Whimbrels, Whitethroat and a few Moths

Monday 10th April and a walk along the coast path between Thurlestone and Hope Cove with a look at South Huish Marsh along the way was very pleasent in the sunshine and not too busy with Easter holiday makers. A good selection of birds have been reported recently from South Huish Marsh - cattle egret, glaucous gull, Iceland gull, garganey, house martin - but I saw none of them! Annoyingly both the gulls and garganey were reported that afternoon but that is birdwatching for you.

I did see a good selection of birds on the marsh though - 2 shelduck, a male shoveler, 2 mute swan, teal, mallard, Canada geese, 2 swallow, 3 male and 2 female wheatear, a 1st summer Mediterranean gull, an adult summer black headed gull, a flyover raven, 2 buzzard and herring and great black backed gulls.

The toilet block at Thurlestone golf course had a few moths inside which were nice to see - 3 water carpet, an early thorn, a dotted border and 2 v pug.

 Water Carpet

Dotted Border

Thursday 13th April and it was off to Wembury for a walk on a mostly sunny morning. As I got off the bus a whimbrel flew over heading inland giving its lovely call, a good start to the walk. Again it wasn't too busy but it was high tide and disturbance by dog walkers on the beach at Wembury Point meant the 6 whimbrel I found trying to roost on the rocks were constantly on the move until the tide receeded and they could settle down further out on the reef. The roosting oystercatchers sat tight, I guess they are more used to humans, but 2 dunlin disturbed from the beach flew off east, never to be seen again. It was interesting to read an article in Devon Birds which had arrived in the post the previous day concerning the waders at Wembury over the years and the decrease in numbers reported and the increase in disturbance, something I have noticed too in the years that I have been birding at Wembury.




Cirl buntings were much more showy again on this visit with 3 males and a female seen and a male heard. No sign of the Dartford warbler in the new place but I did see a male whitethroat songflighting in the area and from experience the Wembury Dartford warblers do not tolerate whitethroats in their spot.

Chiffchaffs were seen and heard, 6 shelduck were together on the cliff tops at The Point, 9 male and a female mallard were along the beach, 2 swallows flew over, blackcaps were heard singing and a male white wagtail was singing and feeding on the rocks but otherwise it was fairly quiet.




White Wagtail

A lone speckled wood was seen along with a red admiral feeding on the sloe blossoms.

Red Admiral

Scorpion Fly

Heading home and I stopped off at Laira Bridge for a look at what has been done at Billacombe Railway "nature" reserve, owned by Plymouth City Council. As suspected the cycle path has been extended from the old railway bridge and through the nature reserve with a total loss of the habitat that was once there - so no more bee orchids, pyramidal orchids, southern marsh orchids, common lizard, slow worms, common blue or burnet companions, very sad. The path is not yet complete with the final stretch yet to be built but I guess that is the end of Billacombe Railway nature reserve - RIP.

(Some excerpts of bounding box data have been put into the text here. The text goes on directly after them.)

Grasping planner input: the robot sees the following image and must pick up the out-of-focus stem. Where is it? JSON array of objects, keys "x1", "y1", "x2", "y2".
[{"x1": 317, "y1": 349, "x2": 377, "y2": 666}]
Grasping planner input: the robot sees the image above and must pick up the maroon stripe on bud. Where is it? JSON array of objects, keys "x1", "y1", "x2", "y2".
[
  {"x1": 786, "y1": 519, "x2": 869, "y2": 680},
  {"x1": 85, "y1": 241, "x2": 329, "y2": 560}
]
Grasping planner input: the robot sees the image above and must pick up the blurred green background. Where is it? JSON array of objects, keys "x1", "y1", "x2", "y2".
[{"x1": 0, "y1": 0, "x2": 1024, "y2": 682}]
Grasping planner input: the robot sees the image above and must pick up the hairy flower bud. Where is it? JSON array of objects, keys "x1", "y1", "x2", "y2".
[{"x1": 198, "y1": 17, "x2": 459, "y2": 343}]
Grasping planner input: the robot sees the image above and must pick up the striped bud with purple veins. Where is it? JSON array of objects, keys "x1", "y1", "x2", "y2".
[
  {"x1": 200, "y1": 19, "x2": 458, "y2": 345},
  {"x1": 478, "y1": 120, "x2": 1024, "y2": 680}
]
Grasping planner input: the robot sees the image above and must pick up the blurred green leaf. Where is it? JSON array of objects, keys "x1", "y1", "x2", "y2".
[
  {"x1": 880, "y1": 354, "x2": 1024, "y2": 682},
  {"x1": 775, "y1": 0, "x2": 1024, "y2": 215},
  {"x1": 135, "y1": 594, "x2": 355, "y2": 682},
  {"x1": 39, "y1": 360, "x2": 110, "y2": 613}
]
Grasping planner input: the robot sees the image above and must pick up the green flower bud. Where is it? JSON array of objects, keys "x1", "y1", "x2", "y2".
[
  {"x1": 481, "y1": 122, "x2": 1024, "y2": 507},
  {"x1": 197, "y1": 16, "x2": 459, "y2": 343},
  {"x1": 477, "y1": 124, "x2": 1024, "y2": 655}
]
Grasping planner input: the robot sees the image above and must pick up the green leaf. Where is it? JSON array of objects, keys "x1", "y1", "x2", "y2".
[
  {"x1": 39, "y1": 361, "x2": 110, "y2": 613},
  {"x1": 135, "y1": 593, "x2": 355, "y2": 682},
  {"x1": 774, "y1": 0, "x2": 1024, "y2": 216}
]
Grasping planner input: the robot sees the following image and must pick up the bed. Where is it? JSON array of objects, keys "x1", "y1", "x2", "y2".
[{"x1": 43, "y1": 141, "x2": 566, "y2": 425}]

Billacombe Railway "Nature" Reserve

I walked over to nearby Blagdons Meadow nature reserve where everything was fortunately as normal and I found some early purple orchids and cuckoo flowers in bloom along with a speckled wood butterfly. Out on the mudflats at low tide were a Canada goose, 6 little egret, shelducks and gulls. A brimstone moth was found on the wall by the lights in the nearby underpass and a chiffchaff flitted about in the hedgerow but remained silent.

 Early Purple Orchid

Brimstone Moth

A quick walk again at Wembury on Saturday 15th April and on the high tide there were now  12 whimbrel trying to roost on the rocks at The Point and constantly being disturbed by walkers along the beach. Swallows were flitting about overhead with no more than 3 seen together at any one time and 1 seen flying in off the sea, 2 shelduck were flying around and then resting on the rocks, a grey heron flew over, 3 Sandwich tern flew west towards Plymouth Sound and 4 little egrets were roosting at The Point. Most frustrating though was what I think was a lesser whitethroat briefly singing in the sewage farm hedge, a brief whitethroat like warble followed by a distinctive cirl bunting like rattle. I could just make out the bird in the undergrowth before a jogger ran by and it disappeared into deeper cover but then I noticed a male cirl bunting sat in the top of the hedgerow - was it only a whitethroat quietly singing with the cirl bunting providing the second part of the duet? I don't think it was but I will never know for sure.


I also finally found a bloody nose beetle larva in the area where I saw the adult beetles last year constantly bonking - I haven't found any adults here so far this year and one larva seems a poor show for the continuous amorous activities that I witnessed last year.